Discussion:
Variance scaling / whitening now by default in the PCA module and improvement in face recognition problem
(too old to reply)
Olivier Grisel
2010-12-07 20:33:08 UTC
Permalink
Hi all,

I noticed that the PCA module did not divide by S hence the projected
signal still had varying component-wise variances. I have added a
"whiten" boolean parameter to PCA to do just that. whiten is now True
by default.

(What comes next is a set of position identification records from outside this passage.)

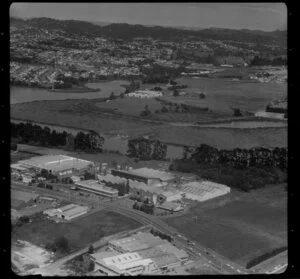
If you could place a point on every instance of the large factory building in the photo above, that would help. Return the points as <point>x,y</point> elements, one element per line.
<point>59,165</point>
<point>95,187</point>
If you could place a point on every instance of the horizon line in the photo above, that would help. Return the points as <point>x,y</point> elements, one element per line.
<point>194,28</point>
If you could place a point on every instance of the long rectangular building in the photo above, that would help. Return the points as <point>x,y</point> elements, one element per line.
<point>203,190</point>
<point>56,164</point>
<point>94,187</point>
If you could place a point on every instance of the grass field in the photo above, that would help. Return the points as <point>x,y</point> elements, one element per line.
<point>79,233</point>
<point>241,229</point>
<point>15,157</point>
<point>222,94</point>
<point>223,137</point>
<point>84,114</point>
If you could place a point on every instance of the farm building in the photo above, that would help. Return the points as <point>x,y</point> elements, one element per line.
<point>95,187</point>
<point>67,212</point>
<point>203,190</point>
<point>60,165</point>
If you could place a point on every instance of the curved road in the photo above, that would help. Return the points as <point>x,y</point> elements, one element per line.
<point>217,261</point>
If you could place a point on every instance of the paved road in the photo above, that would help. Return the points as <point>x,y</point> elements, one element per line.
<point>213,259</point>
<point>218,262</point>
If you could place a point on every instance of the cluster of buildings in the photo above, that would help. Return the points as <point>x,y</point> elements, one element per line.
<point>144,94</point>
<point>138,254</point>
<point>164,190</point>
<point>42,76</point>
<point>274,75</point>
<point>67,212</point>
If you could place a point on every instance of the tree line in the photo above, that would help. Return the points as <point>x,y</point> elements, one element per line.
<point>145,149</point>
<point>241,158</point>
<point>35,134</point>
<point>244,169</point>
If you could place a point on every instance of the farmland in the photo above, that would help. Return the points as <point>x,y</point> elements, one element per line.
<point>222,95</point>
<point>79,233</point>
<point>223,137</point>
<point>242,228</point>
<point>84,113</point>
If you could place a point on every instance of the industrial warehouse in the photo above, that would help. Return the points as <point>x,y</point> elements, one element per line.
<point>67,212</point>
<point>161,188</point>
<point>56,164</point>
<point>140,253</point>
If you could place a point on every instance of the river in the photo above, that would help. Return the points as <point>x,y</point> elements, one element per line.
<point>22,94</point>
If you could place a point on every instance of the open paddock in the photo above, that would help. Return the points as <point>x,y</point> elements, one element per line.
<point>241,229</point>
<point>79,233</point>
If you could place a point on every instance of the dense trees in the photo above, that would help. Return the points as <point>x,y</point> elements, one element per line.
<point>258,157</point>
<point>262,61</point>
<point>28,133</point>
<point>146,149</point>
<point>35,134</point>
<point>245,169</point>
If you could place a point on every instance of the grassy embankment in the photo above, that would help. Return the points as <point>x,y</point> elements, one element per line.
<point>79,233</point>
<point>84,113</point>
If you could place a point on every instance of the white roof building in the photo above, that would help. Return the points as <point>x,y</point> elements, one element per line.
<point>203,190</point>
<point>145,94</point>
<point>55,163</point>
<point>127,264</point>
<point>95,187</point>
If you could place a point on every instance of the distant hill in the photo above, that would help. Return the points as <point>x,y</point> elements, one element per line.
<point>128,31</point>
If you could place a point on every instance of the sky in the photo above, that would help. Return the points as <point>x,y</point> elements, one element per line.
<point>261,16</point>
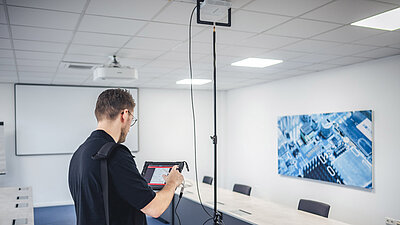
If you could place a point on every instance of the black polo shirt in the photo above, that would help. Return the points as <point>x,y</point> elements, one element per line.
<point>128,190</point>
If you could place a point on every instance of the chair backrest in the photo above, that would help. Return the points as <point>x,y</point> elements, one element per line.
<point>207,180</point>
<point>241,188</point>
<point>314,207</point>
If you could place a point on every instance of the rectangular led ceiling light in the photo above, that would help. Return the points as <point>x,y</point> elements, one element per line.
<point>193,81</point>
<point>389,20</point>
<point>256,62</point>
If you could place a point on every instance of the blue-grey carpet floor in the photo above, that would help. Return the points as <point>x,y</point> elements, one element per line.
<point>65,215</point>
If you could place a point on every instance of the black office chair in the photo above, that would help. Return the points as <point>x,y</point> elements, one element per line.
<point>241,188</point>
<point>317,208</point>
<point>207,180</point>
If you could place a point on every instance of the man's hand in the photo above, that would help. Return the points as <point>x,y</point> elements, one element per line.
<point>163,198</point>
<point>174,177</point>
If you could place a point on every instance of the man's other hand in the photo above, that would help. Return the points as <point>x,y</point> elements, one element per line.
<point>174,177</point>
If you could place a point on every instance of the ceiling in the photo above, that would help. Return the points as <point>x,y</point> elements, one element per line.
<point>36,37</point>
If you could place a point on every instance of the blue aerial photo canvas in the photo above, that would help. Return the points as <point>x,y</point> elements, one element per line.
<point>333,147</point>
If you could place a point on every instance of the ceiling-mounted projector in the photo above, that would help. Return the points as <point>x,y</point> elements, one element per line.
<point>115,72</point>
<point>215,7</point>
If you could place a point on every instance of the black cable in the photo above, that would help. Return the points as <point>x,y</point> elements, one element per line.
<point>207,221</point>
<point>176,207</point>
<point>193,111</point>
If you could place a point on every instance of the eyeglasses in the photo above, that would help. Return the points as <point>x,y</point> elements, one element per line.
<point>134,119</point>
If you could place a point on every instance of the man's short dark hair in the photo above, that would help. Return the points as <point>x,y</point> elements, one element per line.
<point>110,103</point>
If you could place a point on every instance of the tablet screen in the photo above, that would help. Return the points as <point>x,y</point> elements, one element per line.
<point>154,174</point>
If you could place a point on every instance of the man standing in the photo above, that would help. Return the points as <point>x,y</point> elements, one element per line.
<point>130,198</point>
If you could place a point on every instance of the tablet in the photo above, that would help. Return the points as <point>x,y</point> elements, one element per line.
<point>153,172</point>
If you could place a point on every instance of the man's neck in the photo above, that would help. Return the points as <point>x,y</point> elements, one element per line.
<point>110,128</point>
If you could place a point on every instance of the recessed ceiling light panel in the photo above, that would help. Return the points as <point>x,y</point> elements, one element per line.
<point>389,20</point>
<point>256,62</point>
<point>193,81</point>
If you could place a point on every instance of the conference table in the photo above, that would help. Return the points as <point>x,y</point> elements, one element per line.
<point>237,209</point>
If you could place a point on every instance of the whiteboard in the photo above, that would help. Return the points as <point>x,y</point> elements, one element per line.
<point>58,119</point>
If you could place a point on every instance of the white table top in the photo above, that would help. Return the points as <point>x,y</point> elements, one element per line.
<point>253,210</point>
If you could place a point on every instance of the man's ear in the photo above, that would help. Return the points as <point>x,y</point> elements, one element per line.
<point>124,115</point>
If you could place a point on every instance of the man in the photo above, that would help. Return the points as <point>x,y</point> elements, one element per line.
<point>130,198</point>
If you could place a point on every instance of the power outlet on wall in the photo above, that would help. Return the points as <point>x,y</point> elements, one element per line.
<point>391,221</point>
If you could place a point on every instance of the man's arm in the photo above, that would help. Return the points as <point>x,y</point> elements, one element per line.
<point>164,197</point>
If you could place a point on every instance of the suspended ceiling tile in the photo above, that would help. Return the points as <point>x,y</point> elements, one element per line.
<point>320,67</point>
<point>197,47</point>
<point>302,28</point>
<point>4,33</point>
<point>348,34</point>
<point>39,46</point>
<point>145,76</point>
<point>38,55</point>
<point>223,36</point>
<point>268,41</point>
<point>177,12</point>
<point>8,79</point>
<point>75,72</point>
<point>315,58</point>
<point>92,50</point>
<point>154,71</point>
<point>173,55</point>
<point>134,9</point>
<point>36,80</point>
<point>40,69</point>
<point>395,46</point>
<point>346,12</point>
<point>380,52</point>
<point>62,5</point>
<point>167,31</point>
<point>6,53</point>
<point>385,39</point>
<point>41,34</point>
<point>42,18</point>
<point>347,49</point>
<point>3,18</point>
<point>167,64</point>
<point>280,54</point>
<point>255,22</point>
<point>7,63</point>
<point>310,46</point>
<point>288,74</point>
<point>139,53</point>
<point>33,75</point>
<point>5,43</point>
<point>244,52</point>
<point>133,62</point>
<point>290,65</point>
<point>108,40</point>
<point>86,59</point>
<point>285,7</point>
<point>151,43</point>
<point>31,62</point>
<point>110,25</point>
<point>347,60</point>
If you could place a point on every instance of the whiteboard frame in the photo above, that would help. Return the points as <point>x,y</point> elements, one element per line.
<point>59,85</point>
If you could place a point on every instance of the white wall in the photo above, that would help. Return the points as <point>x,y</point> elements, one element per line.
<point>165,135</point>
<point>251,136</point>
<point>248,133</point>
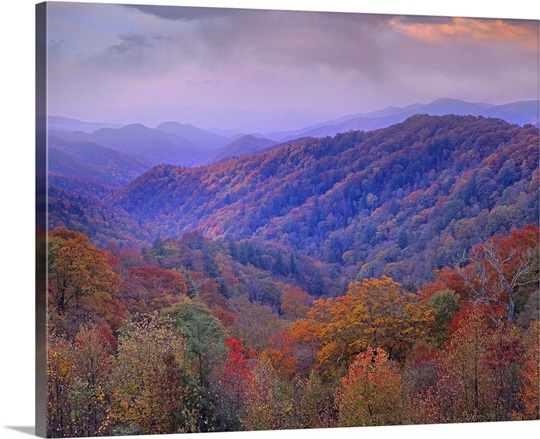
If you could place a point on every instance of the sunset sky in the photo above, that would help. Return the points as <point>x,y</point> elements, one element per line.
<point>270,70</point>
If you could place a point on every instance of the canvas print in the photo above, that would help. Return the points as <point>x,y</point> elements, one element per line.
<point>266,220</point>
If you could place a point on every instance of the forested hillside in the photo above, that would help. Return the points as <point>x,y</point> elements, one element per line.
<point>372,278</point>
<point>174,339</point>
<point>399,201</point>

You can set it explicitly to False to get the old
behavior.

I have also updated the hyperparameters of the SVM in the face
recognition module and I know get 0.88 as F1 score on my 5
people-closed-world face recognition example (using 150 eigenfaces
without any fancy alignment)!

https://github.com/scikit-learn/scikit-learn/commit/ea494a0a275a8b5660fd479a6edab5c0127b2fab

Open questions:

- maybe "scale" would be a better name for that parameter?

- the variance of the output is not always 1.0: in the test case I
wrote all outpout components have variance 0.1. Is that a result of
taking only the top n_comp singular values and ignoring the remaining
dimensions? Should we further scale the output to get 1.0 instead?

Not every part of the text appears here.